Protect Students from Harmful Tech

One in five high schoolers is, or has a friend, who is in a romantic relationship with an AI chatbot.

This is not okay.

Our Demands

1. Eliminate screen based learning for students in preK - second grade.

2. Establish a moratorium on student facing AI use in elementary schools, and ban on “social companion” chatbots until age 16.

3. Create transparent, robust systems of protection for student data and privacy surrounding the use of technology and AI in public schools.

Excessive Screen Time and Generative AI Harms Students

Excessive screen time causes attention issues, sleep difficulties, and increases anxiety and depression.

Now, rampant generative AI threatens to decrease cognitive processing skills and derail socioemotional development.

Aside from cognitive disengagement, four major risks are emerging from AI in the classroom:

  1. Tech-enabled sexual harassment and bullying;

  2. Troubling interactions between students and technology;

  3. AI systems that do not work as intended; and

  4. Data breaches and ransomware attacks.

Despite what Big Tech says, untested, unrestricted, harmful AI does not belong in our classrooms. Students deserve to learn in safe, supportive, and fully-engaging environments that support their cognitive and socioemotional development.

The risk to San Francisco Students is high. We must act now.

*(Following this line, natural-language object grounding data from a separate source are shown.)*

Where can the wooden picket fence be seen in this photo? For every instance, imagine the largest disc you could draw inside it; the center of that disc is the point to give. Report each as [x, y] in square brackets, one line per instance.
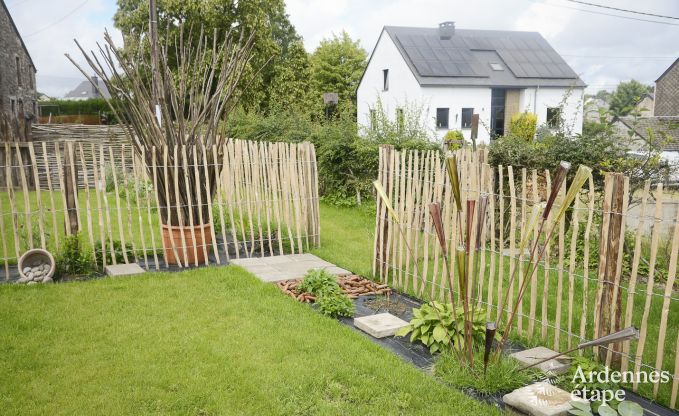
[575, 295]
[266, 201]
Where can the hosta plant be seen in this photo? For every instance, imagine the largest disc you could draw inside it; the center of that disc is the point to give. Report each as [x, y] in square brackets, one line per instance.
[319, 282]
[435, 327]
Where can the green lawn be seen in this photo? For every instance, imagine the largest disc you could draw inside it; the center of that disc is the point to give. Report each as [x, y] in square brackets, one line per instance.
[347, 239]
[211, 341]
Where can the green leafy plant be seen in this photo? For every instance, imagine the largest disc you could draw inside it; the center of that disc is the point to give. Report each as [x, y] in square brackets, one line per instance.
[501, 376]
[117, 251]
[435, 329]
[73, 259]
[320, 282]
[329, 297]
[624, 408]
[454, 139]
[523, 126]
[335, 305]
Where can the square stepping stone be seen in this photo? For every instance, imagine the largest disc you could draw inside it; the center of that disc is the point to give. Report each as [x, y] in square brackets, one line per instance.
[123, 269]
[380, 325]
[533, 355]
[540, 399]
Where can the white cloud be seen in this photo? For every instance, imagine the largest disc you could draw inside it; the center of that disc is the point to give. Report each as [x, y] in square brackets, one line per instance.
[594, 38]
[48, 29]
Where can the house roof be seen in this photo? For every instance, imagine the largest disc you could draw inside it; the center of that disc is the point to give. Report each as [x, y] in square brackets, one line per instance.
[667, 70]
[482, 58]
[662, 129]
[16, 30]
[86, 90]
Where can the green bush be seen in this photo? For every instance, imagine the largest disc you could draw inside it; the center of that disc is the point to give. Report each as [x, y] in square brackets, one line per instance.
[523, 126]
[329, 297]
[427, 326]
[73, 259]
[501, 376]
[454, 139]
[335, 306]
[117, 251]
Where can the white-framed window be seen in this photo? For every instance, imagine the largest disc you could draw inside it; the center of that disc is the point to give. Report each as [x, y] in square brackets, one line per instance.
[467, 114]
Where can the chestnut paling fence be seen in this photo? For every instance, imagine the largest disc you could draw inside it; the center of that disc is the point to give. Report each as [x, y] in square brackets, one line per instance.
[266, 201]
[591, 282]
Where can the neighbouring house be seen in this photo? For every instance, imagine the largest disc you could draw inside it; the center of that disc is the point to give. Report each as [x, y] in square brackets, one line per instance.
[644, 107]
[453, 73]
[87, 90]
[18, 98]
[667, 92]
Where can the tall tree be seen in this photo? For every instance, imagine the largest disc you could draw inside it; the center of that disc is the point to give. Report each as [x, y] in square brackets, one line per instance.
[626, 96]
[275, 36]
[336, 66]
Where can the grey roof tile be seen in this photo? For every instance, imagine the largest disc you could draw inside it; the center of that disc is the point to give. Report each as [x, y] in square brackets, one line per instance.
[465, 58]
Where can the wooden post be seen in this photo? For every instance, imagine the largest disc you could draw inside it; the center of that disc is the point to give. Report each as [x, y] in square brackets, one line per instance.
[70, 190]
[609, 314]
[382, 229]
[475, 130]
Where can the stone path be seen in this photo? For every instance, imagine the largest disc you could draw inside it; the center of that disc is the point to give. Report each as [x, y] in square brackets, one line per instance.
[289, 266]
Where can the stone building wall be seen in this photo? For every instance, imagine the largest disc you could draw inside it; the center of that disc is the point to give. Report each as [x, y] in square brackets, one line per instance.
[18, 96]
[667, 92]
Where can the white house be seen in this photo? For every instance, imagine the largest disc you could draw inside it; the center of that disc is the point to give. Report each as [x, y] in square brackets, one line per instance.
[453, 73]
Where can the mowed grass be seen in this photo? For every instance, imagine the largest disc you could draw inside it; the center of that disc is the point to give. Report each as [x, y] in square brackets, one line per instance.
[354, 251]
[208, 341]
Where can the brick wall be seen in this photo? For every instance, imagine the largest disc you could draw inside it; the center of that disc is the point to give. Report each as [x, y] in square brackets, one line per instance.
[17, 85]
[667, 93]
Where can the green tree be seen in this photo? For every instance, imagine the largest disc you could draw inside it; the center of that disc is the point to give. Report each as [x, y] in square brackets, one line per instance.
[626, 96]
[274, 36]
[336, 66]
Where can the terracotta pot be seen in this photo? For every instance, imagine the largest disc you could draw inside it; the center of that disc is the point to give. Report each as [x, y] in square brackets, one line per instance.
[173, 233]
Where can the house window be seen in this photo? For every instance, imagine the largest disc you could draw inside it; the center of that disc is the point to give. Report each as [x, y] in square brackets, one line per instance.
[18, 63]
[467, 118]
[400, 119]
[442, 118]
[553, 117]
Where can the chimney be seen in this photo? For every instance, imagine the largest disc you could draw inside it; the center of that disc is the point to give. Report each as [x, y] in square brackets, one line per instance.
[446, 30]
[95, 84]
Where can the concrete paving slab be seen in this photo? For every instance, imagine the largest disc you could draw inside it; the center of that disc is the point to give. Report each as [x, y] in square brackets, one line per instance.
[284, 267]
[533, 355]
[123, 269]
[540, 399]
[380, 325]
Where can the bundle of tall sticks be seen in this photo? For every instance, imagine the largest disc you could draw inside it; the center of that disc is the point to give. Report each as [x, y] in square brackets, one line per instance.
[174, 94]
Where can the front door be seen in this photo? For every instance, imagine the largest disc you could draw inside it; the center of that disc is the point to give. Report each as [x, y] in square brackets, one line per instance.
[497, 112]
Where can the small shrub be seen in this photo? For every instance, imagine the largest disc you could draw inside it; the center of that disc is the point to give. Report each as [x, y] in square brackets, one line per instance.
[523, 126]
[73, 259]
[427, 328]
[454, 139]
[117, 251]
[319, 282]
[501, 376]
[329, 297]
[335, 306]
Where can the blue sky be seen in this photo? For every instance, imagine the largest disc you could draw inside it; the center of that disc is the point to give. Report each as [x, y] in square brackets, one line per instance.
[602, 49]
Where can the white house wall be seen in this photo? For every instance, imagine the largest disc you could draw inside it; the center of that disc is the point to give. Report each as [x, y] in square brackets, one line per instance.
[553, 97]
[405, 91]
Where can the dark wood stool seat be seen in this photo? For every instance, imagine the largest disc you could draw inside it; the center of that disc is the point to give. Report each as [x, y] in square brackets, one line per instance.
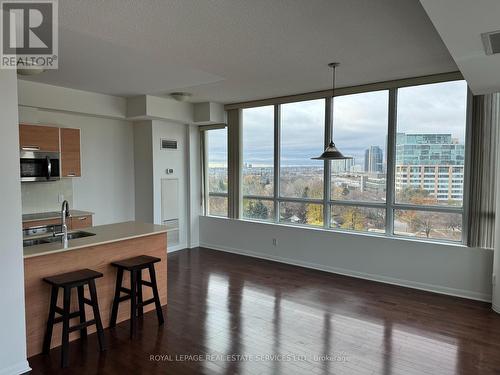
[68, 281]
[79, 277]
[139, 262]
[135, 266]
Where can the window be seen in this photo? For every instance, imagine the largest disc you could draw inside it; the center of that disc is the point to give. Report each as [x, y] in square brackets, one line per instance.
[360, 130]
[406, 176]
[358, 218]
[430, 144]
[431, 120]
[302, 137]
[258, 163]
[216, 149]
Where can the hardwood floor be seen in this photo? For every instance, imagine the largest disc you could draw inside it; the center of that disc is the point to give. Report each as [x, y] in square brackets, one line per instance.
[222, 304]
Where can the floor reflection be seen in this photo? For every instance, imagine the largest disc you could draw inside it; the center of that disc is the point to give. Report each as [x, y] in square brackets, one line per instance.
[221, 304]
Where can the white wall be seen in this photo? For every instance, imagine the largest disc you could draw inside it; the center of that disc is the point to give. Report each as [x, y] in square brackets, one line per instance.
[12, 324]
[143, 164]
[176, 160]
[449, 269]
[44, 196]
[107, 183]
[194, 187]
[41, 95]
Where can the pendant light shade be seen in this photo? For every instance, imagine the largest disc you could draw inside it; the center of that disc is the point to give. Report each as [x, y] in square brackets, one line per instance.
[332, 152]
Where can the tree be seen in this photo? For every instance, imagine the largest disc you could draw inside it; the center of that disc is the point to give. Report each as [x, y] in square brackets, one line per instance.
[353, 219]
[455, 223]
[257, 210]
[425, 222]
[314, 214]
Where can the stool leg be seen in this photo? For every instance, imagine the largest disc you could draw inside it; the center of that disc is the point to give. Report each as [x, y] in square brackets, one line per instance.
[133, 303]
[139, 293]
[81, 308]
[50, 321]
[97, 316]
[116, 300]
[65, 332]
[156, 296]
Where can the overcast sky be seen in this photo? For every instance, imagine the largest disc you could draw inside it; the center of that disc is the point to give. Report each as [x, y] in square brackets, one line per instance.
[360, 121]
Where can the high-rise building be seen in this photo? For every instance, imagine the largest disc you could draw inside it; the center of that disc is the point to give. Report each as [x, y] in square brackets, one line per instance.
[430, 162]
[345, 165]
[374, 160]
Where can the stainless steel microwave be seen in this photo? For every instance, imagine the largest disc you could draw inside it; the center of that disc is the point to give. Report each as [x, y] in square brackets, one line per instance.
[40, 166]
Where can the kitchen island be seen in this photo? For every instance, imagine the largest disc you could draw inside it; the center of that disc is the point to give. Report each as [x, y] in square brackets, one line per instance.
[102, 246]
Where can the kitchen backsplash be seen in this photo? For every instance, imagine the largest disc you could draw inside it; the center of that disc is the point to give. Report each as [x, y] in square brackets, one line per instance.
[44, 196]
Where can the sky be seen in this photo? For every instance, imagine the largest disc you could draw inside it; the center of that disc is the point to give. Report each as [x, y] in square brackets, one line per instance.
[360, 121]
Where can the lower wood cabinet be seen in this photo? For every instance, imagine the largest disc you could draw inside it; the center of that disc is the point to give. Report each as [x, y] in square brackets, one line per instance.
[73, 222]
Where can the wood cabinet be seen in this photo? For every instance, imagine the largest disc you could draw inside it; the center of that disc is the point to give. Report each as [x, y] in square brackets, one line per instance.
[79, 222]
[73, 222]
[40, 223]
[38, 138]
[70, 153]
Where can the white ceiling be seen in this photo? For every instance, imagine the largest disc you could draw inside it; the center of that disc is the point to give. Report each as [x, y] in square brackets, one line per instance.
[461, 23]
[237, 50]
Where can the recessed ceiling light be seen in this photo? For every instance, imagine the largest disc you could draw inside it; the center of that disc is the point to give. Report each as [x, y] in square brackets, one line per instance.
[29, 69]
[181, 96]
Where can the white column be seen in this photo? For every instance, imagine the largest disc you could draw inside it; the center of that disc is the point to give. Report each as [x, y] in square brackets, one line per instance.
[496, 256]
[12, 330]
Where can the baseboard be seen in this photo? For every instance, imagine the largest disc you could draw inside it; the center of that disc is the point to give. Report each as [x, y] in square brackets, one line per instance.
[496, 308]
[17, 369]
[360, 275]
[172, 249]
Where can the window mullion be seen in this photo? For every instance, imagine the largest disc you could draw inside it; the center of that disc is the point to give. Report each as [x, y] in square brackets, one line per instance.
[277, 154]
[391, 162]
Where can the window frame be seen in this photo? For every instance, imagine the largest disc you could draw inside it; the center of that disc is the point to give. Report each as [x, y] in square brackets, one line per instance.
[390, 206]
[206, 193]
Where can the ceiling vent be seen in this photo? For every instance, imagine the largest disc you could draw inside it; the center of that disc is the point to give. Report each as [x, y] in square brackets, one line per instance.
[168, 144]
[491, 42]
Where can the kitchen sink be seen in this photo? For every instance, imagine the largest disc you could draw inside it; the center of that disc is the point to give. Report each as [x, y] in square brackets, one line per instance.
[50, 239]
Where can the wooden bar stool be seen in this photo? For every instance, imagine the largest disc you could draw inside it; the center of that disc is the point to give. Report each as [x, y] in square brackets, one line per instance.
[135, 265]
[68, 281]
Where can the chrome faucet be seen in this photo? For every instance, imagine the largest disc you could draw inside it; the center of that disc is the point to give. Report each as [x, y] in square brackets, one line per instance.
[64, 226]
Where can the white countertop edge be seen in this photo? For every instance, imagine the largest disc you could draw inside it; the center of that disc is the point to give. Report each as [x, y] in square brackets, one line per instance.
[79, 213]
[71, 248]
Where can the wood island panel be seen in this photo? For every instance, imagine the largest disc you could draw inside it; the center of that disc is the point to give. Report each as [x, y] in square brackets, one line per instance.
[98, 258]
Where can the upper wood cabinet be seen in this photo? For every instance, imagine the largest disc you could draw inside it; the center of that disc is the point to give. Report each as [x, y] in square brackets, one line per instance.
[70, 153]
[38, 138]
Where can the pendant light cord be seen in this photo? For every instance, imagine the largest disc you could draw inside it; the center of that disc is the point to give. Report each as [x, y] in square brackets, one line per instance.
[333, 101]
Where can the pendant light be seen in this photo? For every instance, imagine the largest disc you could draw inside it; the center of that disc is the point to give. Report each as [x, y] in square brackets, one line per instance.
[332, 152]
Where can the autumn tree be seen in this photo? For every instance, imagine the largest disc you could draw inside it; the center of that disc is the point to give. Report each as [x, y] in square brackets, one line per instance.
[257, 210]
[353, 219]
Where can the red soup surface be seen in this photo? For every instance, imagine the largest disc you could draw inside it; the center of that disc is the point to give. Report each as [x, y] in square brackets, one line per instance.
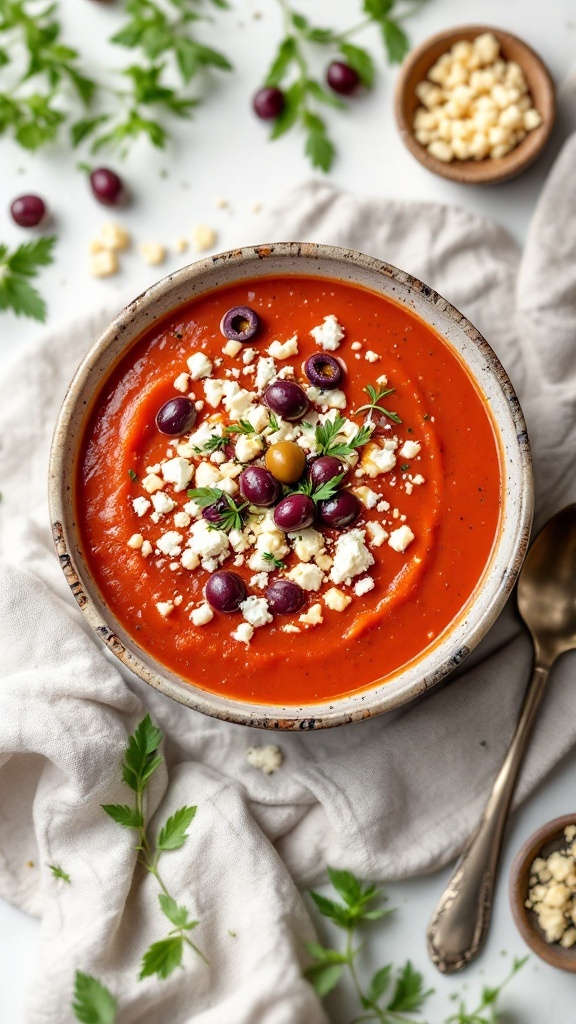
[422, 465]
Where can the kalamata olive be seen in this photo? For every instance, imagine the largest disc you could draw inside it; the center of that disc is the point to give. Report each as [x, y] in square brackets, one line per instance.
[294, 512]
[285, 461]
[284, 597]
[107, 186]
[28, 211]
[258, 486]
[341, 78]
[340, 510]
[225, 591]
[287, 398]
[175, 417]
[325, 468]
[269, 102]
[323, 371]
[240, 324]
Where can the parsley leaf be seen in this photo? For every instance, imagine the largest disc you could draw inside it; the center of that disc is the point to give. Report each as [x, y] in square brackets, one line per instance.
[93, 1004]
[15, 292]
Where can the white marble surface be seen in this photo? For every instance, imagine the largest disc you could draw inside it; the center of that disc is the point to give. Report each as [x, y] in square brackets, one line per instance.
[223, 155]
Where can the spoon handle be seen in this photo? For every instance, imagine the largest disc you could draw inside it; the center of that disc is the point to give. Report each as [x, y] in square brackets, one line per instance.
[459, 925]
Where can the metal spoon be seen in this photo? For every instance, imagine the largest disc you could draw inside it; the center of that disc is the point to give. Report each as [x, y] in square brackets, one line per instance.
[546, 599]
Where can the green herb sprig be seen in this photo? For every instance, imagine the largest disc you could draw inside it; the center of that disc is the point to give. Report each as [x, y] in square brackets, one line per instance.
[231, 514]
[141, 760]
[376, 395]
[329, 442]
[15, 270]
[303, 93]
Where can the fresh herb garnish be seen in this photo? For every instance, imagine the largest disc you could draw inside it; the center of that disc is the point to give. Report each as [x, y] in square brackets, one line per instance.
[93, 1004]
[59, 873]
[376, 395]
[277, 562]
[141, 760]
[15, 291]
[230, 514]
[327, 438]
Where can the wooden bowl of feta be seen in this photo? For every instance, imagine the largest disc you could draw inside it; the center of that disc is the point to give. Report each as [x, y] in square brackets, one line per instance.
[543, 892]
[475, 104]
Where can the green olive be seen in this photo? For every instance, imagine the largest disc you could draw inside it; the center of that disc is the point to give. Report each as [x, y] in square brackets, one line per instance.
[285, 461]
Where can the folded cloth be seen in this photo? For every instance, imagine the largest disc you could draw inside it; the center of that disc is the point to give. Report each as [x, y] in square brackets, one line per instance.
[386, 798]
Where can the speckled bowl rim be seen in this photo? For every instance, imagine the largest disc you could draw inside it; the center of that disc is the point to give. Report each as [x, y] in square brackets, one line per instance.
[470, 625]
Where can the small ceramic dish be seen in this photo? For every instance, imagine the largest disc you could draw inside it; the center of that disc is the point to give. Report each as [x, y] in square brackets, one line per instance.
[542, 843]
[415, 70]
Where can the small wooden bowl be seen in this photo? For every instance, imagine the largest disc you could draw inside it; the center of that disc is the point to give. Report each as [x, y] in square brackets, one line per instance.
[415, 70]
[545, 841]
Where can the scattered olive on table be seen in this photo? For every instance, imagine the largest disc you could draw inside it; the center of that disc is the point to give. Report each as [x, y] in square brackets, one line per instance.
[340, 510]
[225, 591]
[107, 186]
[258, 486]
[294, 512]
[287, 398]
[286, 461]
[284, 597]
[28, 211]
[176, 417]
[240, 324]
[323, 371]
[269, 102]
[341, 78]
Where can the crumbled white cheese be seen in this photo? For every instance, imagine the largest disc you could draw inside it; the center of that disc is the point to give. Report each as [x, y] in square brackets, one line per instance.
[255, 610]
[410, 450]
[177, 471]
[243, 633]
[313, 616]
[329, 334]
[351, 556]
[268, 758]
[283, 350]
[200, 366]
[336, 599]
[202, 614]
[140, 506]
[401, 538]
[307, 577]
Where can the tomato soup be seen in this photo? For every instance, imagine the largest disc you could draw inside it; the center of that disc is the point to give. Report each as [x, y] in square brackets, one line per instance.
[285, 542]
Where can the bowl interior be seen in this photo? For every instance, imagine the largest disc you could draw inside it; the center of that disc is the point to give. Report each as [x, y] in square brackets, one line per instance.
[541, 88]
[545, 841]
[338, 264]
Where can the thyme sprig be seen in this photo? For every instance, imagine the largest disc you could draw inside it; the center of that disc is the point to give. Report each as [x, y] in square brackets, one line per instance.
[376, 395]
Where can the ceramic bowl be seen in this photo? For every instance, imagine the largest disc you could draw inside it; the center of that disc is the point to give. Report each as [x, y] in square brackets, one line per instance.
[338, 264]
[415, 70]
[542, 843]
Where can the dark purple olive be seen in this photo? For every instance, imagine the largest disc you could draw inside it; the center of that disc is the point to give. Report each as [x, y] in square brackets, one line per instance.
[341, 78]
[107, 186]
[287, 399]
[323, 371]
[28, 211]
[325, 468]
[225, 591]
[340, 510]
[175, 417]
[269, 102]
[258, 486]
[284, 597]
[213, 513]
[294, 512]
[240, 324]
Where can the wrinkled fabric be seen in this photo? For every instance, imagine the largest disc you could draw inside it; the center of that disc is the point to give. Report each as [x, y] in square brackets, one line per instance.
[387, 798]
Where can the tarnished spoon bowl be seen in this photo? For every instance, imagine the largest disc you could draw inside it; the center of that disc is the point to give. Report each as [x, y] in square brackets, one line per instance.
[546, 599]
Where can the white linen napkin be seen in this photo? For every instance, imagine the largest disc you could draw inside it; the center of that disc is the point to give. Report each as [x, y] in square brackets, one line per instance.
[386, 798]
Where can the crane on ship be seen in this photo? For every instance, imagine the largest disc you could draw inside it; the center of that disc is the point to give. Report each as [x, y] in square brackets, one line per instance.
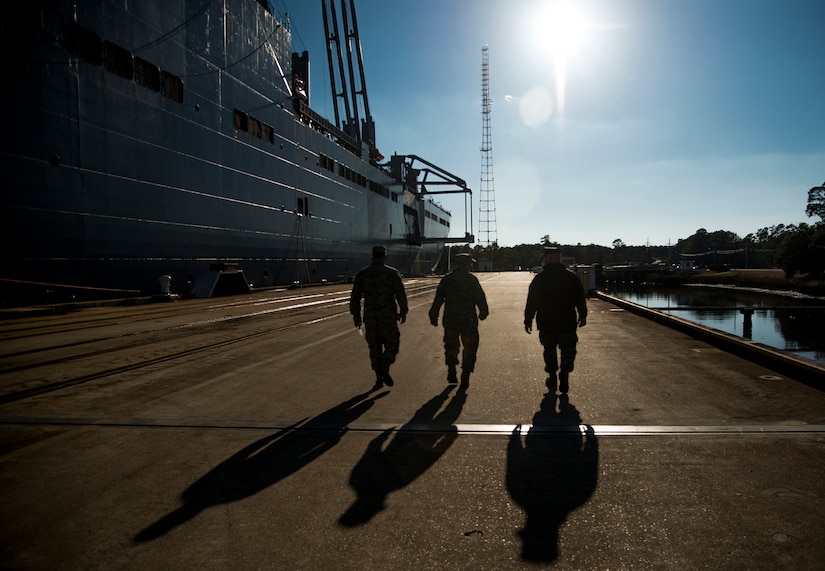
[354, 121]
[346, 75]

SFUSD recently signed a contract with OpenAI without consulting the school board, families, or education experts in our district. Here’s what you need to know:

  1. This contract was enacted without public oversight. Without proper public supervision, private companies like OpenAI can store, analyze, and use student data behind closed doors. This includes potential data sharing with federal agencies like ICE.

  2. We don’t know how much this contract will really cost, because the ‘cost’ section of the contract was redacted.

  3. We don’t know what OpenAI is getting in return for having their tech in SFUSD. Profit-driven big tech companies do not provide ‘services’ without a clear motive.

That’s why we’re working to protect students from big tech exploitation in the classroom.